Konya’da Selçuklu ve Osmanlı mimarisinde ne kadar kullanılmış? Günümüze ulaşan örnekler neler?
Konya’da Selçuklu ve Osmanlı’dan kalan başlıca mimari eserler; cami, medrese ve türbeler olup bunlarda vitray kullanılmıştır. Selçuklu yapılarındaki cam işlerinin çok iyi geliştiği de pencerelerdeki bazı izlerden anlaşılmaktadır. Bu devir mimarisinde cam abidevi yapılarda binaları aydınlatmaktan ziyade dekoratif bir güzellik veren Filgüzü desenli, alçı pencereler kullanılmıştır. Selçuklularda bu işçiliğe Revzen denilmektedir. Konya ile Beyşehir Gölü batısında Selçuklu Sultanı Alaadin Keykubat yaptırdığı Kubat-Abad Sarayları kalıntılarında, saray odalarını dolduran molozlar temizlenirken, saray pencerelerine ait ve çoğu yuvarlak ve çoğu bombeli pek çok renkli cam parçası bulunmuştur. 1965 yılında Kubat-Abad’ta yeniden yapılan kazılarda yine bol miktarda mavi, yeşil, sarı, kahverengi renklerdeki kalın kenarlı yuvarlak bu cam parçalarının kalın alçı gözeneklere yerleştirilerek vitray halinde sarayı süslemiştir.

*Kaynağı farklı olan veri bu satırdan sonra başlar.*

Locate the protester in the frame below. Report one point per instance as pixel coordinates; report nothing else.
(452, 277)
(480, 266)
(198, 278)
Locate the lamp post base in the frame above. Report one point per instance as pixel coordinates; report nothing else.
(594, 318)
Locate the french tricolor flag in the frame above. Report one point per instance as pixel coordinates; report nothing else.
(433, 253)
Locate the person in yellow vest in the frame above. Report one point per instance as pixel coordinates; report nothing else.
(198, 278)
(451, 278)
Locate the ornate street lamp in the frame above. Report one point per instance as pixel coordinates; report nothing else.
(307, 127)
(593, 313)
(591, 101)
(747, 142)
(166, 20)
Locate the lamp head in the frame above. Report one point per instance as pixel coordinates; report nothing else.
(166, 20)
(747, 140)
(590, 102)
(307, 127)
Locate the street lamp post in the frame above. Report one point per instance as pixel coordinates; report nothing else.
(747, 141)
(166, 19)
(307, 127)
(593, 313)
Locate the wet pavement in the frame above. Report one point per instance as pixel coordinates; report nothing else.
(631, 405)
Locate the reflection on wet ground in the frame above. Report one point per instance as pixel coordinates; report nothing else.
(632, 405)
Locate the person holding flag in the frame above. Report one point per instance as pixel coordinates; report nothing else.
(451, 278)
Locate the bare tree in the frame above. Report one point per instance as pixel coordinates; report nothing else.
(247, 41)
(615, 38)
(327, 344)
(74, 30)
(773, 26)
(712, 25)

Osmanlı’dan kalan Selimiye Camii, Şerafettin Camii ve Kapu Camii’nde alçı pencerelerde vitray kullanılmıştır. Cami mimarisinde pencereleri kapısından büyük olma özelliğiyle bilinen Aziziye Camii’nde nefis vitraylar kullanılmıştır. Mevlânâ Türbesi’nde de vitray örnekleri vardır.